Il convient en outre de souligner que, outre l’implication du bras motorisé non retenue, Monsieur [E] [N] impute l’apparition des désordres à l’absence d’ossature en béton armé sur le mur de clôture mitoyen réalisé par Monsieur [A] [U] et aux parpaings non posés en quiconque, qui ne permettant pas la cohésion de l’ouvrage et permettent une fissuration en rupture de joint.
Au regard de ces éléments, Madame [V] [U] et Monsieur [A] [U] seront déboutés de leur demande de condamnation de Monsieur [G] [S] et Madame [F] [S] au titre des frais de remise en état du mur de clôture et du poteau d’entrée de leur propriété et, par suite, de leurs demandes au titre des frais d’expertise et de leur préjudice de perte de temps.
➢Sur la demande reconventionnelle de dommages et intérêts formée par Monsieur [G] [S] et Madame [F] [S] au titre du préjudice de jouissance
En application de l’article 1240 du code civil, tout fait quelconque de l’homme, qui cause à autrui un dommage, oblige celui par la faute duquel il est arrivé à le réparer.
En l’espèce, les pièces versées aux débats par Monsieur [G] [S] et Madame [F] [S] ne permettent pas de démontrer l’existence d’un préjudice de jouissance. Ils seront par conséquent déboutés de leur demande à ce titre.
➢Sur les demandes accessoires
Sur les dépens
Aux termes de l’article 696 du code de procédure civile, la partie perdante est condamnée aux dépens, à moins que le juge, par décision motivée, n’en mette la totalité ou une fraction à la charge d’une autre partie.
Madame [V] [U] et Monsieur [A] [U], parties perdantes, seront condamnés in solidum aux dépens.
Sur l’article 700 du Code de procédure civile
En application de l’article 700 du code de procédure civile, dans toutes les instances le juge condamne la partie tenue aux dépens ou, à défaut, la partie perdante à payer à l’autre partie la somme qu’il détermine au titre des frais exposés et non compris dans les dépens. Le juge tient compte de l’équité ou de la situation économique de la partie condamnée. Il peut, même d’office, pour des raisons tirées des mêmes considérations, dire qu’il n’y a lieu à condamnation.

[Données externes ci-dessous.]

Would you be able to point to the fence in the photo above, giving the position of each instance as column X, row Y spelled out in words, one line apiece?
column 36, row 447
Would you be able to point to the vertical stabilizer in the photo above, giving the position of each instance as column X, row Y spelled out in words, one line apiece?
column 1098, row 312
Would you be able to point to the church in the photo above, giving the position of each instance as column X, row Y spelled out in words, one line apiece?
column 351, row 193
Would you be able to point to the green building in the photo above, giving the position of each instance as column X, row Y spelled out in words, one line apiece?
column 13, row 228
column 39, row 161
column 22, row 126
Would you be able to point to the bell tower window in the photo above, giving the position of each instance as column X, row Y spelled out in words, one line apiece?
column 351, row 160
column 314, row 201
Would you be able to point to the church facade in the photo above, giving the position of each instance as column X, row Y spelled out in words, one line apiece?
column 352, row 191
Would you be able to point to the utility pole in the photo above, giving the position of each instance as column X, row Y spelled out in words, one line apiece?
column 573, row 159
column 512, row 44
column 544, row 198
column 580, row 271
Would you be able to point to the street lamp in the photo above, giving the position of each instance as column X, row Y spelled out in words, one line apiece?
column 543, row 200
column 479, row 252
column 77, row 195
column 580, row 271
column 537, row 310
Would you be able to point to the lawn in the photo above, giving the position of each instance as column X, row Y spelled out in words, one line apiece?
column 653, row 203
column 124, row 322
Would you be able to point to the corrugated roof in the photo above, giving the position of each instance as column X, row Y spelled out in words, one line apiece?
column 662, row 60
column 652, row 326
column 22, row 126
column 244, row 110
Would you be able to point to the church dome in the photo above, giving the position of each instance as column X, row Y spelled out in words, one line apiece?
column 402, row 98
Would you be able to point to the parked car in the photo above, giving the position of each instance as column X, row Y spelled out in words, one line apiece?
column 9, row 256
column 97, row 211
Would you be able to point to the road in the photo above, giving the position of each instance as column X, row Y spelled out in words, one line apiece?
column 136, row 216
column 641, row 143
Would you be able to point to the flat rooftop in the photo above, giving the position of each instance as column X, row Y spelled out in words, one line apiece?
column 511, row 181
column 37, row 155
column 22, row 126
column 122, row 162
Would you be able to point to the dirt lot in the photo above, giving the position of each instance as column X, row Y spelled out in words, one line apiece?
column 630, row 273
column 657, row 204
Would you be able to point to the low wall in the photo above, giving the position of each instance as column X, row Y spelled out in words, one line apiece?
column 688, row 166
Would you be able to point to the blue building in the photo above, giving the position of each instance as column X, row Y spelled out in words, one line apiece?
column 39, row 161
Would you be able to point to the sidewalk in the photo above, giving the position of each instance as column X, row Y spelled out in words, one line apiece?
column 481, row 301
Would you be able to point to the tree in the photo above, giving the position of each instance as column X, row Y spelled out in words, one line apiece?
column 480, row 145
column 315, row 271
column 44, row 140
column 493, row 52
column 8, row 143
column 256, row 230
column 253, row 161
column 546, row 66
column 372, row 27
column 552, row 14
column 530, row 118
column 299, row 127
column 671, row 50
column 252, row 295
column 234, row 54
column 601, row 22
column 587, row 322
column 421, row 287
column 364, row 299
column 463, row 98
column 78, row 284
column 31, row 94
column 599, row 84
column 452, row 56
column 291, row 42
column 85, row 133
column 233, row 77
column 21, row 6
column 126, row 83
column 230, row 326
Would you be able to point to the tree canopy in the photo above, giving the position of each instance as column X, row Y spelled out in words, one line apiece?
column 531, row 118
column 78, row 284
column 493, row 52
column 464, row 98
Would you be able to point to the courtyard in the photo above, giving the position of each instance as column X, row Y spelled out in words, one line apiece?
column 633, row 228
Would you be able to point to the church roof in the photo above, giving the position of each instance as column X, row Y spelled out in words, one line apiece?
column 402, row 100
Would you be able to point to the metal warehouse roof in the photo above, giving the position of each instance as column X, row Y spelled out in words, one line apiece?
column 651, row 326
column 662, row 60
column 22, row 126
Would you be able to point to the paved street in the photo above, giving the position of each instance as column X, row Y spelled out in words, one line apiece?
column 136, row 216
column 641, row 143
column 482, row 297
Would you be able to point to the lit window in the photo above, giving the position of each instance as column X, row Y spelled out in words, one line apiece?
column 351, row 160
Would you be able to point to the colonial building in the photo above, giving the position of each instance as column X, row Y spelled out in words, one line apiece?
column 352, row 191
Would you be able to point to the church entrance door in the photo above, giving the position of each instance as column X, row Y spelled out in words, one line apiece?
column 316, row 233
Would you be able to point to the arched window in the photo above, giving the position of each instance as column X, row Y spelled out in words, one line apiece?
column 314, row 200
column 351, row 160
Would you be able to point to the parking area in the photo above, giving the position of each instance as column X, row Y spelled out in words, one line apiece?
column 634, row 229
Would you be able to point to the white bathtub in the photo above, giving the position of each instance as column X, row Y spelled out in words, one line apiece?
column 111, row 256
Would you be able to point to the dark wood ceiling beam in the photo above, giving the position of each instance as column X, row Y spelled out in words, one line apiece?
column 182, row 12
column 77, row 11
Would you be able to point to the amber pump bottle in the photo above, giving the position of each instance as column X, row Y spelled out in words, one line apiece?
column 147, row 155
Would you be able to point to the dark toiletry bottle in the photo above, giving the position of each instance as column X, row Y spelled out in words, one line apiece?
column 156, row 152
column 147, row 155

Condamnés aux dépens, Madame [V] [U] et Monsieur [A] [U] seront tenus de verser à Monsieur [G] [S] et Madame [F] [S] la somme de 3 000 euros en application des dispositions de l’article 700 du code de procédure civile.
Sur l’exécution provisoire
Aux termes de l’article 514 du code de procédure civile, les décisions de première instance sont de droit exécutoires à titre provisoire à moins que la loi ou la décision rendue n’en dispose autrement.
Il convient de rappeler que l’exécution provisoire est de droit.
PAR CES MOTIFS
Le Juge des contentieux de la protection, statuant après débats en audience publique, par jugement contradictoire, en premier ressort et par mise à disposition :
DEBOUTE Madame [V] [U] et Monsieur [A] [U] de l’intégralité de leurs demandes ;
DEBOUTE Monsieur [G] [S] et Madame [F] [S] de leur demande de dommages et intérêts au titre du préjudice de jouissance ;
CONDAMNE Madame [V] [U] et Monsieur [A] [U] aux dépens ;
CONDAMNE Madame [V] [U] et Monsieur [A] [U] à payer à Monsieur [G] [S] et Madame [F] [S] la somme de 3 000 euros en application des dispositions de l’article 700 du code de procédure civile ;
RAPPELLE que l’exécution provisoire est de droit.